İslam dünyasının silkinip, uğradığı acılara, zulümlere “ dur” diyecek kabiliyete ulaşması için belki de bir vesiledir bunca acı. Herkes iyice anlamalıdır ki: Birleşmiş Milletler Topluluğu, İslam ülkelerine karşı kurulmuş bir birliktir. Hıristiyan birliğidir. İslam Birleşmiş Milletlerini acilen kurmalıyız. Mevcut BM hangi Müslüman ülkenin ne gibi bir hakkını adilane korumuştur? Vetocu daimi üyelerin tümü gayri Müslim’dir. Daha başında, temel zalimlere ayrıcalık tanınmışken adil karar çıkar mı bu kurumdan? BN kararlarını ihlal eden, Katliamlar yapan İsrail’e hangi, bir tek yaptırım uygulanabildi. Ya Çin’e, ya Rusya’ya ne yapabildiler?
Amerika’ya Hıristiyan, İsrail’e Yahudi diye kızmıyorum. İşbirliği ile Müslümanlara savaş açtıkları için kızıyorum. Katliamların nedeni, faili ve koruyucusu oldukları için kızıyorum. Size benzemeyen kardeşinizi kuyuya atıp öldürmek ve ondan kurtulmak fikrinden hiç mi vazgeçmeyeceksiniz.?

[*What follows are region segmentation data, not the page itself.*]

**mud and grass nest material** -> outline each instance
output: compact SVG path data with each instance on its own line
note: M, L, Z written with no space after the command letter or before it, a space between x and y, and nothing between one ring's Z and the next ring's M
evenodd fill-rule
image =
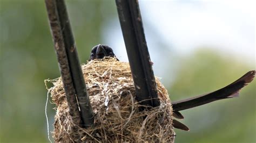
M56 142L174 141L171 101L158 78L161 105L141 111L128 63L113 58L95 60L82 68L95 113L95 126L85 129L72 123L61 79L52 80L54 86L49 91L56 106L52 132Z

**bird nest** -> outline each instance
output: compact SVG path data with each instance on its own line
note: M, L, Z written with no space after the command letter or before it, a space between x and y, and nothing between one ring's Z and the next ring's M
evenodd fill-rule
M56 142L141 142L174 141L172 109L167 90L156 78L160 106L142 111L128 63L114 58L95 60L82 66L95 126L73 124L61 78L49 89L56 104L53 138Z

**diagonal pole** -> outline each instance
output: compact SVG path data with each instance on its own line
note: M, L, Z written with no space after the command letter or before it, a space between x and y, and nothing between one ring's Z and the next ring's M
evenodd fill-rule
M116 0L132 73L136 98L142 105L158 106L160 102L147 49L138 1Z
M45 0L45 4L70 114L75 124L92 126L93 112L64 1Z

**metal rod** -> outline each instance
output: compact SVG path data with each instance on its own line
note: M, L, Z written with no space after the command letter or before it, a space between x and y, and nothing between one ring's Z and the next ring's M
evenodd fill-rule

Hepimizin yaratıcısı Allah’ın huzurunda size; “Niye son dinle şereflenmediniz de Müslüman kardeşlerinize zülüm yaptınız” diye soru gelirse ki gelecek; ne diyeceksiniz?
Zerre kadar insan iseniz eğer; adaleti tutup kaldıralım. Barış kendiliğinden gelir.